A recent study found that five of the 10 U.S. housing markets that have cooled the fastest this year are in northern California, including San Francisco, San José, Oakland, Sacramento, and Stockton. What’s more, all 10 of the nation’s housing markets cooling the fastest are in the U.S. West.
In a mid-July report published by the San Francisco Business Times, Ashley Fahey writes that there are a number of reasons for this, none of which can be equally applied to every metro area on the West Coast. Citing Redfin as her source, she says an exodus out of California is certainly one factor impacting the cities and metro areas. Higher mortgage rates seem to be affecting pricier markets as well.
Ironically, some of the very cities to which Californians fled are now experiencing their own real estate resets. According to CNBC, the top 10 markets seeing the deepest cuts in list price are: Boise, Idaho, where 61.5 percent of sellers cut their asking price; Denver (55.1 percent); Salt Lake City (51.6 percent); Tacoma (49.5 percent); Grand Rapids (49.3 percent); Sacramento (48.7 percent), Seattle (46.3 percent); Portland (45.7 percent); Tampa (44.4 percent); and Indianapolis (44.1 percent).
The fact that many of these markets saw massive price increases during the pandemic has a lot to do with these reductions. The premium prices sellers once demanded are simply not sustainable given today’s changing economic conditions.
While San Francisco is not on this list, the city’s housing market is slowing down, with June data revealing a drop in year-over-year appreciation levels, as well as an increase in inventory, a drop in listings going into contract, and a big jump in price reductions.
Meanwhile, a Federal Reserve economic survey released in mid-July points to elevated recession fears along with a belief that soaring inflation will last at least through the end of the year. As a result, the Fed is very likely to once again raise benchmark interest rates, which will of course lead to higher mortgage rates.
We asked Timothy Wood, senior loan advisor with CrossCountry Mortgage, to put all of this into perspective.
Wood said that growing economic headwinds have indeed led many economists to modify their forecasts to better reflect the possibility of an economic downturn, with some even sounding the alarm that a recession is imminent.
This, he said, begs the question: Is it still a good time to buy a home in San Francisco? His answer is, yes.
His reasoning? Generally during periods of economic deceleration, investments in real estate have performed better than competing asset classes, like stocks, and it’s certainly better than parking money in a savings account.
“In fact, looking back at the nine recessionary periods since 1960, home prices have significantly increased or at least remained stable during eight of them,” Wood said.
“The only recession in which home prices declined was the 2007–9 recession — the so-called ‘Great Recession.’”
Wood pointed out that when people think about recessions, the Great Recession is still fresh in their minds. But as far as recessions go, it was an outlier. It was preceded by the housing bubble of the early 2000s — a time when risky, nonverified mortgages were commonplace. This created a glut of supply in the real estate market, even before the recession began. Today’s housing market is the opposite. Demand still outpaces supply.
Wood acknowledged that rates are higher now than they have been in recent years, but he insists that historically, they are still attractive.
Nevertheless, some prospective buyers worry that they will be locked into a higher mortgage rate given current home financing options.
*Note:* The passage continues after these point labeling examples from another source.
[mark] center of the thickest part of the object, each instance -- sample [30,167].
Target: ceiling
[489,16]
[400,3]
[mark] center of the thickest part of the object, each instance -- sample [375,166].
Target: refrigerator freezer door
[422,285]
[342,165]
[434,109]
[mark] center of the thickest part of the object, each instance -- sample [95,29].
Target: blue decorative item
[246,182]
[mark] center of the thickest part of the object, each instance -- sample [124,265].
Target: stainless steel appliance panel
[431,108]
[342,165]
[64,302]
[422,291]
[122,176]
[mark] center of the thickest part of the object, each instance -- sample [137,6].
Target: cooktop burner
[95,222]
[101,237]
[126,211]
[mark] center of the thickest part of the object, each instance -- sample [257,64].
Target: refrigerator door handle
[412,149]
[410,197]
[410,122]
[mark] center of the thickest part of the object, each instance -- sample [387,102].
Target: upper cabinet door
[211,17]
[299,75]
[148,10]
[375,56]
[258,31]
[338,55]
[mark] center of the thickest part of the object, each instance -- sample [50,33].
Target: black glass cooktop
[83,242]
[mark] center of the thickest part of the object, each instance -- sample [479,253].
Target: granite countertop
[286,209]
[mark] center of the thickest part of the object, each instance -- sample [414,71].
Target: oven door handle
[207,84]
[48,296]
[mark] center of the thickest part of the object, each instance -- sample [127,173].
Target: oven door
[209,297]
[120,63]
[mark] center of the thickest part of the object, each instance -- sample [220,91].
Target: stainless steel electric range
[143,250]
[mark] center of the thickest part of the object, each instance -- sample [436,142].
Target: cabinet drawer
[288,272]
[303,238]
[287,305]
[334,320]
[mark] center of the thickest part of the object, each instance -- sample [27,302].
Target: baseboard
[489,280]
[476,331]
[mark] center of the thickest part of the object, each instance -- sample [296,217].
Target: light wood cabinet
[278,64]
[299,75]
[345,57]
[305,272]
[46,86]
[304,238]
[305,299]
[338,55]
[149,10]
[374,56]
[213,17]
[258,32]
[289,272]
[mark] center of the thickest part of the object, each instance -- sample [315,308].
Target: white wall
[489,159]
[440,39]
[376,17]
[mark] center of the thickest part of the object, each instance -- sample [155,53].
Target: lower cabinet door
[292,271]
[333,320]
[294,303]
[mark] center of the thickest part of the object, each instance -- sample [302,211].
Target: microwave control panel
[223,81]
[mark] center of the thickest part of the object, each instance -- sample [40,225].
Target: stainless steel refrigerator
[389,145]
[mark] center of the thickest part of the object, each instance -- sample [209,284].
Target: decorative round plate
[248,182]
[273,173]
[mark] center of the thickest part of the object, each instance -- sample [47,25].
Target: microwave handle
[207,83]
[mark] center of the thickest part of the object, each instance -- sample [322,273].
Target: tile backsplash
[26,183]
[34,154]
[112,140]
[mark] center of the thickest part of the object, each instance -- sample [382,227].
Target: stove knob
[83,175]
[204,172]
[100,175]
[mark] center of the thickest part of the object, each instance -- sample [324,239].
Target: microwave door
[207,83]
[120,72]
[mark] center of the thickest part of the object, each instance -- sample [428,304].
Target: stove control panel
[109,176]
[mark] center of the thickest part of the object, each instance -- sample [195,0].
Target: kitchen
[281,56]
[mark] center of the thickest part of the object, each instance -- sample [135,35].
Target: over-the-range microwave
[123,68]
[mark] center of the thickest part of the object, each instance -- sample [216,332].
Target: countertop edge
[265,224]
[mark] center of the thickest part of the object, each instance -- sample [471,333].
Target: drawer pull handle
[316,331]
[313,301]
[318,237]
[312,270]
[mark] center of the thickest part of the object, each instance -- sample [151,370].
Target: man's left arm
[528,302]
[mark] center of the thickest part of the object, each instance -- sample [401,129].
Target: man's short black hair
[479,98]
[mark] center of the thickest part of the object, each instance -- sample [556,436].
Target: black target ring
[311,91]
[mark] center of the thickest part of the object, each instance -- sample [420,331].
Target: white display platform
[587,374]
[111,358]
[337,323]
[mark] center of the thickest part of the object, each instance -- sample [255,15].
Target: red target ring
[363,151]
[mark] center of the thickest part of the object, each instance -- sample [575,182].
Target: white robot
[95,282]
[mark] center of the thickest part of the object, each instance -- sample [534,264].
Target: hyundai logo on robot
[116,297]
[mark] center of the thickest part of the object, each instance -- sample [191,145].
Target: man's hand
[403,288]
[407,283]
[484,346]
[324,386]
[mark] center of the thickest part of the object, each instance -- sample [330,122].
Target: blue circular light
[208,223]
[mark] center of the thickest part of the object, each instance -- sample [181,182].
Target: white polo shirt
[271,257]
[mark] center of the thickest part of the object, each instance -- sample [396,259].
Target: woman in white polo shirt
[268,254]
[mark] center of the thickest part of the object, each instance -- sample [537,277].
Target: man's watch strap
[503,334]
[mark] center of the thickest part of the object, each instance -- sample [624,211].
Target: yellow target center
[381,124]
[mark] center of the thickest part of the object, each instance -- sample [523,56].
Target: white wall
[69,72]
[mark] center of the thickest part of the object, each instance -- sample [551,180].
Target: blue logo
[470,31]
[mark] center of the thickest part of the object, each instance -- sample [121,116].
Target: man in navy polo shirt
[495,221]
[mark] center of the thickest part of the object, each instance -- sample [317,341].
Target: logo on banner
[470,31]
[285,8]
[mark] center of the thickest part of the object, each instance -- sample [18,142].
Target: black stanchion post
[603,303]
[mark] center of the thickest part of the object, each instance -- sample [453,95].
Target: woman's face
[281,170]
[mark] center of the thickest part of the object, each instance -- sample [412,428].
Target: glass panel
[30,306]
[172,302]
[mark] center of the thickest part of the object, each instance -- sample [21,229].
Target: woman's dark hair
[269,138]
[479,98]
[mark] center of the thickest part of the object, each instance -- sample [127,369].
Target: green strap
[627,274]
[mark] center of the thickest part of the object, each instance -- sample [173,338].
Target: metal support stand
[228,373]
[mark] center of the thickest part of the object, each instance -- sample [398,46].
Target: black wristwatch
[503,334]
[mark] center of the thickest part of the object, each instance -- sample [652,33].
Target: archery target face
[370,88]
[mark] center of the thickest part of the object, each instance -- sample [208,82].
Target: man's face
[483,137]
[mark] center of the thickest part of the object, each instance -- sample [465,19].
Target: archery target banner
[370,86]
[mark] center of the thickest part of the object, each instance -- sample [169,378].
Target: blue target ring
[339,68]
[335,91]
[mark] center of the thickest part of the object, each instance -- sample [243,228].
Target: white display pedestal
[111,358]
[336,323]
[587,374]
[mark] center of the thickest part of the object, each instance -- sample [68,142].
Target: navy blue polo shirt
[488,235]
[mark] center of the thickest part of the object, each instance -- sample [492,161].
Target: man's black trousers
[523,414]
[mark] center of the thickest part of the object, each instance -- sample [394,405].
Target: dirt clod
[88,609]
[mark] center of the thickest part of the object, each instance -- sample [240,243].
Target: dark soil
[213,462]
According to Wood, this is why the number of buyers choosing an adjustable-rate mortgage has soared.
ARMs are loans with a fixed rate and payment for less than the life of the loan. These include five-, seven- and 10-year fixed periods that roll to adjustable-rate mortgages for their remaining 30 years. The fewer years fixed, the lower the initial rate and corresponding payment.
While the mortgage rate will go up when the fixed period ends, Wood explained that most borrowers hold the same loan for fewer than 10 years anyway. Most owners will refinance or sell their home during that time span regardless of mortgage type.
In July, Ted Andersen with the San Francisco Business Times wrote that the supply of active listings in the city is rising, buyer pools have thinned out, and multiple offers have become an exception rather than the norm.
These are the market conditions that every buyer was longing for just a few short months ago. But of course, it’s not without its own set of unsettling economic news and challenges.